Protecting whales means protecting global climate
They are the symbol of the threat that climate changes poses to our planet: starving polar bears fighting for survival on ever-dwindling ice floes.
The rise in global temperatures has deprived them of their homes. At the same time, it is a threat to the future of humanity.
According to the World Economic Forum, the lack of measures to avert climate change is the greatest global risk in today's world.
Now, polar bears can get a helping hand from an unexpected source: the whales. While international agreements such as the Kyoto Protocol and the Paris Convention stipulate a reduction in global carbon dioxide emissions, the whales' significant environmental role in mitigating climate change has been completely ignored.
The international whale and dolphin protection organization (WDC) wants to change this with their campaign “Der Grüne Wal” (literally, “The Green Whale”).
Many scientific studies show that healthy whale populations are being affected by climate change.

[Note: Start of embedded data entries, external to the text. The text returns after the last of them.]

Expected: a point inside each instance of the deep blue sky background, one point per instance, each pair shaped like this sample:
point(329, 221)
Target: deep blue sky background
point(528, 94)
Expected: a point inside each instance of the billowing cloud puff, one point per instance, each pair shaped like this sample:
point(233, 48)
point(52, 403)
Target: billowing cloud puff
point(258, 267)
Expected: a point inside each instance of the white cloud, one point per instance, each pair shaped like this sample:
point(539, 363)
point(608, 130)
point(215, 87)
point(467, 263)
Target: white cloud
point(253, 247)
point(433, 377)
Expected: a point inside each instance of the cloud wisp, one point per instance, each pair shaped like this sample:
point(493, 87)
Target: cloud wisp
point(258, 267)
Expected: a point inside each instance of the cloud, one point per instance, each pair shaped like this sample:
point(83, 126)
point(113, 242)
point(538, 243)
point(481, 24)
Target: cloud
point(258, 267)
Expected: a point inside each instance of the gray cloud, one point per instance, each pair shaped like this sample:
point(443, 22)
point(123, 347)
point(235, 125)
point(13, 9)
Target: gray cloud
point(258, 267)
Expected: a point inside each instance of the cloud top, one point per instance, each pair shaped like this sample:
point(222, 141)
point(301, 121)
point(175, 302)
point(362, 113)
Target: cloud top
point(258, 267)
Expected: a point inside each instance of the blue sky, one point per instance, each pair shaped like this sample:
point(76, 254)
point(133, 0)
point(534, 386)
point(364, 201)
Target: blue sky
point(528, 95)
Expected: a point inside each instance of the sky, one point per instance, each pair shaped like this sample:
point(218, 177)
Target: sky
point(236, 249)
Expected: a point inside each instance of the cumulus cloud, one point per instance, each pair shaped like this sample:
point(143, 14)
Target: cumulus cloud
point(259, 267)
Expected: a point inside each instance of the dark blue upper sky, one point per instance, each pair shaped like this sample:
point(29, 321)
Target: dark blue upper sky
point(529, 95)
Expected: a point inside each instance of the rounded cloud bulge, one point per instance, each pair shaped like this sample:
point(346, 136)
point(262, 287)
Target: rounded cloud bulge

However, the absence of these “ecosystem engineers” would have unimagined consequences for our planet.
Phytoplankton (microscopic marine plants that float in the upper layers of the ocean) convert sunlight into energy and oxygen by means of photosynthesis. They produce at least half of the oxygen in our atmosphere. At the same time, they form the basis of marine food webs. They serve as food for zooplankton, which are in turn consumed by fish and marine animals like whales. The whales' excrement in turn fertilise the phytoplankton with iron, nitrogen and other nutrients, completing the “cycle”. Thus, more whales mean more plankton, and more fish in the ocean.
In addition, phoytoplankton not only produces oxygen, but they also absorb carbon dioxide from the atmosphere. Like phytoplankton, the bodies of whales sink to the seafloor after they die, binding the carbon that they have consumed over their lifetime into their bodies.
About three million whales perished due to industrial whaling in the 20th century alone. A gradual recovery in whale stocks would mean the removal of around 200,000 tonnes of carbon every year, which is equivalent to the carbon storage of 110,000 hectares of forest,” said WDC's Programme Director Astrid Fuchs in German.
“After the 1986 international whaling ban, some populations have slowly recovered. However, we must not only ensure that the populations continue to grow, but also that they remain stable in the long term. Whales may be taken out of the ecological equation, by whaling, ship collisions or by becoming bycatch in fishing nets. 'The Green Whale' is intended to create public awareness of the immense importance of effective and holistic whale protection,” she continued.
Hence, the recovery and conservation of whale populations must constitute a vital part of the global strategy to combat climate change.